The European Parliament recognizes the genocide against Christians – “It is a beginning – but it’s still not enough”


European-parliament-strasbourg-insideMontreal, Thursday February 4, 2016 – “MEPs urge the international community to take urgent action to counter the systematic mass murder of religious minorities by the so-called Islamic State in Iraq and Syria (ISIS) or Daesh, in a resolution voted on Thursday,” states a Press Release by the European Parliament. “These violations amount to “war crimes,” “crimes against humanity” and “genocide” according to the Rome Statute of the International Criminal Court (ICC),” they add. In the resolution passed today, the MEP’s are called on to take measures to protect all religious and minority groups against ISIS attacks.”


“This is excellent news,” reacts Marie-Claude Lalonde, national director of the Canadian office of Aid to the Church in Need (ACN) to the announcement. The international organization has been alerting the world for many years about this tragic phenomenon and no longer hesitates to speak of genocide when it is question of Christians in the Middle East, particularly in the case of the two countries affected by the resolution – Syria and Iraq.
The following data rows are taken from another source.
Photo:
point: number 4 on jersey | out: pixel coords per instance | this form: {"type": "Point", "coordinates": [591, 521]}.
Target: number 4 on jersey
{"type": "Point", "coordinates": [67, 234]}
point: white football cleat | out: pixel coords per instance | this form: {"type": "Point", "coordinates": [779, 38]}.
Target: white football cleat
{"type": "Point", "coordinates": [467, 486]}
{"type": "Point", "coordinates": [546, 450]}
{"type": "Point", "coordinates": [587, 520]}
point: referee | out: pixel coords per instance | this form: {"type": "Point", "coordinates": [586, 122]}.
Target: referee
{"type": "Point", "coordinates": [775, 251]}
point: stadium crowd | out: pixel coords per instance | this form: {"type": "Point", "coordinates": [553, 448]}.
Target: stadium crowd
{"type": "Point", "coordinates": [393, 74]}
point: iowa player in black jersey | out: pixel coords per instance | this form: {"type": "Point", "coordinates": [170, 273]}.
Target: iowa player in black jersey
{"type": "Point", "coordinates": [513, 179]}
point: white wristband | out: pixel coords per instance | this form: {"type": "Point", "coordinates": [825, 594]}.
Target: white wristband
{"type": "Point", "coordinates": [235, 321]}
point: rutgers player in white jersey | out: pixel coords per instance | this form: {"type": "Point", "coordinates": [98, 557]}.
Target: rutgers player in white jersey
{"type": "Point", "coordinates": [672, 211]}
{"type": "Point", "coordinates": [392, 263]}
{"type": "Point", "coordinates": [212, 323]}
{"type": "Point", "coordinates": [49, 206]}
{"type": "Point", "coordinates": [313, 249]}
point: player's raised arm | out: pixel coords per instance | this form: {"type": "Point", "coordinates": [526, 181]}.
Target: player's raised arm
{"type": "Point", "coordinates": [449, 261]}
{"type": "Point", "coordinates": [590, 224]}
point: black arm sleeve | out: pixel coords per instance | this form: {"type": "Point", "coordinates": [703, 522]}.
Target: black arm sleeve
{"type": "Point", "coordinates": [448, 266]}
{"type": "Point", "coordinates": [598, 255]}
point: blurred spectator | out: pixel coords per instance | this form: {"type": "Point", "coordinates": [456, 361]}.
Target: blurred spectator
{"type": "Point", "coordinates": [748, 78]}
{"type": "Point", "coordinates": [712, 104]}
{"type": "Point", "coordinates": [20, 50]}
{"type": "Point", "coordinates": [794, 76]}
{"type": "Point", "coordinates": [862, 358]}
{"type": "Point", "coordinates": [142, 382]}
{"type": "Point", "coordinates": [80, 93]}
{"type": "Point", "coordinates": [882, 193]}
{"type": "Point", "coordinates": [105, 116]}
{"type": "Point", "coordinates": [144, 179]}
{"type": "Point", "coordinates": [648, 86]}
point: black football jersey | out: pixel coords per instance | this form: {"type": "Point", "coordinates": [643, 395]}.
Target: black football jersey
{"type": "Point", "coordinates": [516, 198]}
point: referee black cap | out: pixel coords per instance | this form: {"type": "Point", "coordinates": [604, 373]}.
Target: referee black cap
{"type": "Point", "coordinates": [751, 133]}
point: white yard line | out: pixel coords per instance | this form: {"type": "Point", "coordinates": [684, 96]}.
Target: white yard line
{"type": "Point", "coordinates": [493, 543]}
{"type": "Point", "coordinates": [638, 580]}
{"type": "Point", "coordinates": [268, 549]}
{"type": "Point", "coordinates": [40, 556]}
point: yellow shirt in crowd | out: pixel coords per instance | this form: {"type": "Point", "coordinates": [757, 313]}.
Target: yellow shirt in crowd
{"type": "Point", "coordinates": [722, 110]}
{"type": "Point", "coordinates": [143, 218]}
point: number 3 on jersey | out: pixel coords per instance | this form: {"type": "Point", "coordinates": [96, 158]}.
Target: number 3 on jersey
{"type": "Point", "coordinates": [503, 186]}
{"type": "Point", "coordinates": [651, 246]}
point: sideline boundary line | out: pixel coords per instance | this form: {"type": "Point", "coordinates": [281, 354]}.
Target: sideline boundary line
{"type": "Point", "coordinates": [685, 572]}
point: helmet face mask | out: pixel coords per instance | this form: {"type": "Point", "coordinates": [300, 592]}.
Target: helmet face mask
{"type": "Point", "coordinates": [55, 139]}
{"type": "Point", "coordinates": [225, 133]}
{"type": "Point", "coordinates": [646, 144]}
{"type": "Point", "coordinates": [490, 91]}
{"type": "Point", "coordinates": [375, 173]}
“Thanks to ACN, numerous bishops in the Eastern World – led by Msgr Louis Sako, the leading Chaldean Catholic Patriarch of Iraq – were able to on many occasions meet with European deputies in order to sensitize them to the tragedy being lived by Christians and other religious minorities in this region, the cradle of Christianity.


I hope that the resolution adopted today will snowball in other countries in the West.”  She underlines that there are 28 countries under the European Parliament who now affirm that the present violence is beyond a shadow of a doubt – genocide.


“It is a beginning, but it still isn’t enough,” she considers. “In order for the international community to really move in favour of minorities, countries like Canada must recognize the scope of this tragedy. It is good to welcome refugees, but what are we doing for the thousands of people who cannot leave, who are threatened by death, torture and multiple acts of violence, simply for being from a different religion?”


Wednesday, Mrs Lalonde sent a letter in this vein to the Canadian prime minister, Justin Trudeau, the minister of foreign affairs, Stéphane Dion and the ambassador of Canada for religious freedom, Andrew Bennett. “As an organization highly preoccupied with religious freedom and the persecution of Christians, we are calling on you to join Canada’s voice to that of Europeans and take position, publicly, to defend the rights of the minority Christians – and other religious minorities – of Iraq and of Syria.”


Aid to the Church in Need (ACN) support Christian communities where there is persecution as a result of their faith for over 50 years now.  Behind the Iron Curtain, its founder, Father Werenfried van Straaten, helped Christians who could no longer practice their faith freely because of the communist regime.  “Today, the work continues in a different way, while it is especially religious extremist who create, in every way, exclusion leading to persecution,” concludes Marie-Claude Lalonde and then adding: “with 200 million Christians* in the world who cannot freely practice their faith, unfortunate, our work is far from being over.”


* Since 2009, the ACN report on religious freedom has remained consistent on this subject.